Once you see just how easy (and delicious) homemade yogurt is to make, you will never buy store bought again. And you won't have to, you don't even need any special equipment. Your finger is the only thermometer that you need. And this recipe produces the smoothest  and creamiest yogurt I've ever had. And it makes plenty to share with others. An exquisite woman, named Sadie Saba came to my condominium in Florida to share recipes while visiting her daughter Mary Lou. Sadie was thrilled to share her recipes with a "young woman of the newer generation" who was still interested in cooking. She soon learned that my life revolves around cooking!  Sadie's daughter Mary Lou looked on with tremendous pride as she watched her mom and I talk lovingly and for hours about food.  That was one of the greatest, most endearing days of my life, it felt so special to see the joy of cooking and sharing in Sadie's eyes.  I hope that you will one day show a neighbor how to make this special yogurt.
 

Makes about 16 cups 

1    gallon whole milk
2/3  cup plain, whole milk yogurt

Heat the milk in a large, uncovered 8 quart pot over medium heat, without stirring, until it begins to foam up. When the foam reaches about half way to the top of the pan, remove from the heat. Pour the heated milk into a large bowl (a tempered glass or pottery bowl is best). Set the bowl on your counter to cool until you can insert your "baby" finger into the center of the bowl of milk, comfortably, for 10 full seconds. Measure the 2/3 cup yogurt into a separate bowl. Measure 6 tablespoons of the heated milk into the bowl of yogurt. Stir well to mix. Pour this yogurt mixture into the large bowl of  heated milk, using a rubber spatula to scrape the bowl clean.
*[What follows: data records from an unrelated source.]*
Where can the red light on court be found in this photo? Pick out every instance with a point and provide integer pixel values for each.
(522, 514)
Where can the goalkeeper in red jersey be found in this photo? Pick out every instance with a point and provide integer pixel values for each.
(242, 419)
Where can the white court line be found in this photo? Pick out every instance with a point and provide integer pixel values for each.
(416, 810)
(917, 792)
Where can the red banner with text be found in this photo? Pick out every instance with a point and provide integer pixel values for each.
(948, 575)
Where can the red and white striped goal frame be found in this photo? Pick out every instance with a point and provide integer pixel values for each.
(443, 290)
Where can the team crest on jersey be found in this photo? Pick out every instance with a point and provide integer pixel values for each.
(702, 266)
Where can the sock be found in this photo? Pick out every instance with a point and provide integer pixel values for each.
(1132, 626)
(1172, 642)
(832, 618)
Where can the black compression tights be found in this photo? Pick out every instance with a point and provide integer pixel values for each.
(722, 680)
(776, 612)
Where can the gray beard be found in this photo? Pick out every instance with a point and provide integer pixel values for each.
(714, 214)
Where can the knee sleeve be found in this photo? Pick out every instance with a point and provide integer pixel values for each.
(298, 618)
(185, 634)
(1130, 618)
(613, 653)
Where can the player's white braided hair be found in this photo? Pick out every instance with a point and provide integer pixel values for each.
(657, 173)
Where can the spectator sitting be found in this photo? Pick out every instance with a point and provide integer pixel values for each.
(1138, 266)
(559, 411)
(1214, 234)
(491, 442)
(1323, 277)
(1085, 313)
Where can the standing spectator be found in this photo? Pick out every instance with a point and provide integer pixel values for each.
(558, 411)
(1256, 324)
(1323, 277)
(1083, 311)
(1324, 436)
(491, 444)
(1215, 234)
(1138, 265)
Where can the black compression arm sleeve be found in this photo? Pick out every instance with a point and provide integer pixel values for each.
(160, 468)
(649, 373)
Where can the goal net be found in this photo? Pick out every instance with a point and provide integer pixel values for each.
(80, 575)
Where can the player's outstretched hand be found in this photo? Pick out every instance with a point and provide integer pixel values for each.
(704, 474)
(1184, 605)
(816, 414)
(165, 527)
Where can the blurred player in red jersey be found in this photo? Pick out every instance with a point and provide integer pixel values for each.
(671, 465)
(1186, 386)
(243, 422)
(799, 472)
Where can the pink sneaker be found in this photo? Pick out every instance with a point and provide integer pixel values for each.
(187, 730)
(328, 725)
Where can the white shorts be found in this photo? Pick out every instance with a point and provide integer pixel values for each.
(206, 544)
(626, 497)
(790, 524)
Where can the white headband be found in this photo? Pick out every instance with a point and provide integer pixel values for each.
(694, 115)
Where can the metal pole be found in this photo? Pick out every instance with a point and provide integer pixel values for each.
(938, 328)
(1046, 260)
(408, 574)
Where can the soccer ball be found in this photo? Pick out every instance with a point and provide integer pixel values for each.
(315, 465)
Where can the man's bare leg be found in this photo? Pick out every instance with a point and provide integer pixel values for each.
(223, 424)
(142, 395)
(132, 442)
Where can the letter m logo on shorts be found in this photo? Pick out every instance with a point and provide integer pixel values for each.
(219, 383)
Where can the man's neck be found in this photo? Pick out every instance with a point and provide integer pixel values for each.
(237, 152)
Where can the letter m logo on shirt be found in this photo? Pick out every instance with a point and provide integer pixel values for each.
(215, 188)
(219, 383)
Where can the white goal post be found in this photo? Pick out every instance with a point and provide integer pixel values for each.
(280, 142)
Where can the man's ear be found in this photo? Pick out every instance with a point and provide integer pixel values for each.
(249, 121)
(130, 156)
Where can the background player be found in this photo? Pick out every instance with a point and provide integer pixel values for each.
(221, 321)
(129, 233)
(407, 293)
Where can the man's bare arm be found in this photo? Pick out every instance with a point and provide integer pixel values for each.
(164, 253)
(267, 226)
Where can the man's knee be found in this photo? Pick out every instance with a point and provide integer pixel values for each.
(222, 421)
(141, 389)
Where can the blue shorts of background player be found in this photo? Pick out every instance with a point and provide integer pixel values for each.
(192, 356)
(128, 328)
This is the point when Sadie said a blessing over the bowl. Cover the bowl with a dish large enough to fit the bowl without touching the yogurt. Cover the bowl with a clean dish towel, then a thick bath towel. Leave the wrapped bowl on the counter for 8 hours, without disturbing. After 8 hours, remove the towels but leave the dish on. Refrigerate for 8 hours. Remove from the refrigerator and remove about 3/4 cup of the top layer and spoon this into a jar. Cover the jar and refrigerated for up to two weeks. This will be your yogurt "starter" for your next batch. You may now begin eating and enjoying your homemade yogurt.